Mas desde a Revolução do Porto (1821), e com a instalação das Cortes de Lisboa, que os representantes brasileiros (falo de Muniz Tavares) já propuseram a instalação dos cursos jurídicos no Brasil. Assim, o que estava em jogo naquela instalação era a afirmação de um projeto de Estado Nacional, com um corpo autônomo de pensamento jurídico. Que nossa UFPE comemore sua "fundação" naquela data (11 de Agosto de 1827), isso demonstra, de forma eloquente, o papel que exerce uma Universidade na formação de um corpo nacional e de um projeto coletivo.
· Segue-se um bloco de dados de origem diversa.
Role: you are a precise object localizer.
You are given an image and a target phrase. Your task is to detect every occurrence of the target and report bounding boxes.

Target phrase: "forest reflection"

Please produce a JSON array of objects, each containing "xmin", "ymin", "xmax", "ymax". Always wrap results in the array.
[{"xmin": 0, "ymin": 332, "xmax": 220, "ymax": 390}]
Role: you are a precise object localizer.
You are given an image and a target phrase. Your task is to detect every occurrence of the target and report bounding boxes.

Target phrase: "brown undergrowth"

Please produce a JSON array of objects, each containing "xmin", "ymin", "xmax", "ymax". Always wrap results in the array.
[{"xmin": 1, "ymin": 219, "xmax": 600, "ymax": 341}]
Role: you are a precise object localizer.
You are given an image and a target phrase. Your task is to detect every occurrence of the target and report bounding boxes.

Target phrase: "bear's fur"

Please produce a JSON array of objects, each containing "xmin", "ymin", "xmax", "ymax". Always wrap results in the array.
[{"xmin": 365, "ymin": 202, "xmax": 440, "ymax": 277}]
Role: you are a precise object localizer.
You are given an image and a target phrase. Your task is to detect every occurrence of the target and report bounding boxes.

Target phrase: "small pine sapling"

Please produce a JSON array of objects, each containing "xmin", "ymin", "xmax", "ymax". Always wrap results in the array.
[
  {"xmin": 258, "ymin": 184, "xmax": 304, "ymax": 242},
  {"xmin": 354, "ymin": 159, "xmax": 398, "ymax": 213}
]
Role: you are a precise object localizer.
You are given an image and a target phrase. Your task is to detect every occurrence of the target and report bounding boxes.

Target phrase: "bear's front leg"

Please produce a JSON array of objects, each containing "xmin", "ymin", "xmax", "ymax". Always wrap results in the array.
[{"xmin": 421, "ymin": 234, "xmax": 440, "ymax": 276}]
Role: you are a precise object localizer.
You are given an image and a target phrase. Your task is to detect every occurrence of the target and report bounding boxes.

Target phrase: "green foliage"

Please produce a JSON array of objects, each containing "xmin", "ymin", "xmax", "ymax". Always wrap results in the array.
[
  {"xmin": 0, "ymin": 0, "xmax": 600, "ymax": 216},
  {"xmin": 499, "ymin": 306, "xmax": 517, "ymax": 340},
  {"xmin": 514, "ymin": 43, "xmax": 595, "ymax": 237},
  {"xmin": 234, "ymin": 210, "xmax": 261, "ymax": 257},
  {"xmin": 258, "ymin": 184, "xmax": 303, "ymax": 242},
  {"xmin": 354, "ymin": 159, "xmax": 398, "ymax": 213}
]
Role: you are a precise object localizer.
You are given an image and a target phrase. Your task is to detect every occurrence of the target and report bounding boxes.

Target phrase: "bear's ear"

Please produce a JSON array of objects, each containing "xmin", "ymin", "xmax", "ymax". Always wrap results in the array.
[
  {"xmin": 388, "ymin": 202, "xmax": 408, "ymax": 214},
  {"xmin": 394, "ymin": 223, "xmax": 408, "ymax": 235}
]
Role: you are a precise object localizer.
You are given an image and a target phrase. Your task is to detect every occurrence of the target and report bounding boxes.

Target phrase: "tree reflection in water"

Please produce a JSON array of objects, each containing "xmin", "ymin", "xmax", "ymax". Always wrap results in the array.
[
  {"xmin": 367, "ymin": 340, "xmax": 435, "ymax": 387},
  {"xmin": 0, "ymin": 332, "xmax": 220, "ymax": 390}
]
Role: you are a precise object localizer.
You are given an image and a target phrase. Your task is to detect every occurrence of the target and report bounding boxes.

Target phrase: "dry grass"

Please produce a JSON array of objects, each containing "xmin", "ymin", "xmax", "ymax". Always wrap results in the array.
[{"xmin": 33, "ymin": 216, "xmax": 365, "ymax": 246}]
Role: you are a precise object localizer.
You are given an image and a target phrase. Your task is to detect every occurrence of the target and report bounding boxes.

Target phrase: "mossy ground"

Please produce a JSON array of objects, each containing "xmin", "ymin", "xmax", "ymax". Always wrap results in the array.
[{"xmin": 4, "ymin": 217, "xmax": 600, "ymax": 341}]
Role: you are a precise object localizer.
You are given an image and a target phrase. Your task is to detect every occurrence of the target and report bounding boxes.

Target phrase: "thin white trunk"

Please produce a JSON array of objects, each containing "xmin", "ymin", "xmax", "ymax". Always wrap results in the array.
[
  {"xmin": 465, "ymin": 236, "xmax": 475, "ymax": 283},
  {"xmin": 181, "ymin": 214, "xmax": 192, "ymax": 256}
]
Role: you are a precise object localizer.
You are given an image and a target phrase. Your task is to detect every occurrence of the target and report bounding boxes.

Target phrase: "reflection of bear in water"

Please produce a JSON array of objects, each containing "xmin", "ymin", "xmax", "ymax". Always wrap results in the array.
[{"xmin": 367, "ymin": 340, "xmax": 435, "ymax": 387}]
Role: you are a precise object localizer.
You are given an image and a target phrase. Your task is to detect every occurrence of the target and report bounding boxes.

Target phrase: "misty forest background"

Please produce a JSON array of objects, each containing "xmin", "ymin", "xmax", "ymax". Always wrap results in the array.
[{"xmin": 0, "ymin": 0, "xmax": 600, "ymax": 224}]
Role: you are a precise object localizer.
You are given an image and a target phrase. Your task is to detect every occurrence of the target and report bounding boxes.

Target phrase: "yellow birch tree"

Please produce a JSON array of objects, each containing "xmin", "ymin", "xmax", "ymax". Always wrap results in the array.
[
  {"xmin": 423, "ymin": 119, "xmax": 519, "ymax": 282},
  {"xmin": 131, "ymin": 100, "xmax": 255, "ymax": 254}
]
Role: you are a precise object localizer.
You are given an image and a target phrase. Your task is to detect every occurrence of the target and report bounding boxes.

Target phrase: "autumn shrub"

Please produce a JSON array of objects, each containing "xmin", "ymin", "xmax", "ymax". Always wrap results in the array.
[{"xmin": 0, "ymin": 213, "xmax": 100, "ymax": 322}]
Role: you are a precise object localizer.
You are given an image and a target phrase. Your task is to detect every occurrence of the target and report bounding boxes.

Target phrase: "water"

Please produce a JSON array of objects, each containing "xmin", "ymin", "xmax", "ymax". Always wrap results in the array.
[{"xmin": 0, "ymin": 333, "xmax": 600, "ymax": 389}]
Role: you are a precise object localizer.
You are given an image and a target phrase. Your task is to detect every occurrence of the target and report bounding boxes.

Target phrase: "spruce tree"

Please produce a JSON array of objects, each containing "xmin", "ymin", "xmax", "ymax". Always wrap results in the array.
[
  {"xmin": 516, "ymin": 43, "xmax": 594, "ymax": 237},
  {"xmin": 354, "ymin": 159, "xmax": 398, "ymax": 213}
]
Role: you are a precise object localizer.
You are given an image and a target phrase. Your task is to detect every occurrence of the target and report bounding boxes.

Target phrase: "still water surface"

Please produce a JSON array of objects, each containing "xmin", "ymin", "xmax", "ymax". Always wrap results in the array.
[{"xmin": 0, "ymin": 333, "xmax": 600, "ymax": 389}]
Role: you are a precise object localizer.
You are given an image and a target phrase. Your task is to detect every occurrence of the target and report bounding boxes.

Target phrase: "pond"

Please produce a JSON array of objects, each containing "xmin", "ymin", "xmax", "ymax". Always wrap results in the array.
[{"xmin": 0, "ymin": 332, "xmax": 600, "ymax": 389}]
A pergunta, claro, que essa comemoração terá que responder é "PARA QUE SERVE UMA UNIVERSIDADE?"
A reunião de que participei, levantou um conjunto de cinco predicados que o projeto dos 200 anos deve considerar: a) INTEGRADOR (a ideia de pertencimento à sociedade); b) ABRANGENTE (envolver diferentes atores e agentes sociais e culturais); c) GENEROSO (o dever moral de servir à sociedade): d) GRATIDÃO (em relação à própria comunidade acadêmica); e) DEMOCRÁTICO (o espaço de discussão de ideias e de garantia do pensamento autônomo e crítico). Foi proposto um amplo conjunto de eventos, celebrações, efemérides, cerimônias, seminários e exposições para, a partir de agora e culminando em 2027, a ser realizado pela nossa instituição.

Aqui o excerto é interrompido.